Purpose: Determining the cause of interstitial lung disease (ILD) remains challenging. While surgical lung biopsy remains the gold standard approach, risks associated with it may be prohibitive. Transbronchial lung cryobiopsy (TBLC) is a minimally invasive alternative with an improved safety profile and acceptable diagnostic accuracy. We retrospectively assessed whether the use of Cone Beam computed tomography guidance for TBLC (TBLC-CBCT) improves safety and diagnostic yield compared to performing TBLC with fluoroscopic guidance (TBLC-F).
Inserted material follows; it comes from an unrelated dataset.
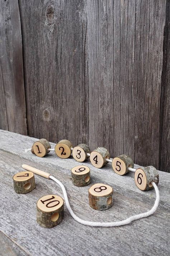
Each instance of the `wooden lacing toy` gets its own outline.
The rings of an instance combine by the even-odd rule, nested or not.
[[[127,225],[134,220],[144,218],[152,214],[158,206],[160,200],[159,190],[156,183],[154,181],[151,181],[150,183],[155,190],[156,198],[152,208],[147,212],[131,216],[126,220],[118,221],[95,222],[82,220],[72,211],[70,205],[65,187],[59,180],[49,174],[31,166],[23,165],[22,167],[29,172],[32,172],[44,178],[50,179],[57,183],[62,189],[66,206],[71,216],[76,221],[84,225],[91,226],[113,227]],[[146,170],[144,171],[143,170],[143,172],[141,174],[143,176],[145,174],[146,176],[148,170],[146,171]],[[154,172],[154,171],[153,173]],[[138,174],[137,174],[138,176]],[[154,176],[155,174],[153,174],[152,177]],[[113,192],[112,188],[108,185],[101,183],[93,185],[89,190],[90,206],[94,209],[99,210],[105,210],[110,208],[113,203]],[[63,201],[62,198],[55,195],[48,195],[40,198],[37,204],[37,219],[39,224],[46,228],[51,228],[58,225],[63,218]]]
[[[48,142],[45,139],[41,139],[34,142],[31,148],[25,151],[27,152],[31,150],[33,154],[42,157],[50,151],[54,151],[58,156],[62,158],[69,157],[72,153],[74,158],[79,162],[83,162],[90,157],[92,165],[98,168],[101,168],[110,162],[112,163],[113,170],[119,175],[124,175],[129,171],[135,172],[134,181],[141,190],[149,190],[153,188],[152,181],[154,181],[157,185],[158,184],[158,172],[154,166],[147,166],[136,169],[133,168],[134,164],[132,158],[126,154],[116,157],[112,160],[110,159],[110,153],[105,148],[99,147],[91,152],[86,144],[80,144],[74,148],[72,147],[72,143],[69,140],[62,140],[56,145],[55,148],[51,148]],[[81,174],[82,174],[83,173],[81,173]],[[76,185],[82,187],[88,185],[89,181],[90,183],[90,179],[88,183],[86,183],[84,179],[80,181],[82,177],[82,175],[74,175],[72,172],[72,175],[73,182]]]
Methods: A retrospective cohort review of 120 patients presenting for evaluation of newly diagnosed ILD was performed. Demographic data, pulmonary function test values, chest imaging pattern, procedural information, and final multidisciplinary discussion (MDD) diagnosis were recorded.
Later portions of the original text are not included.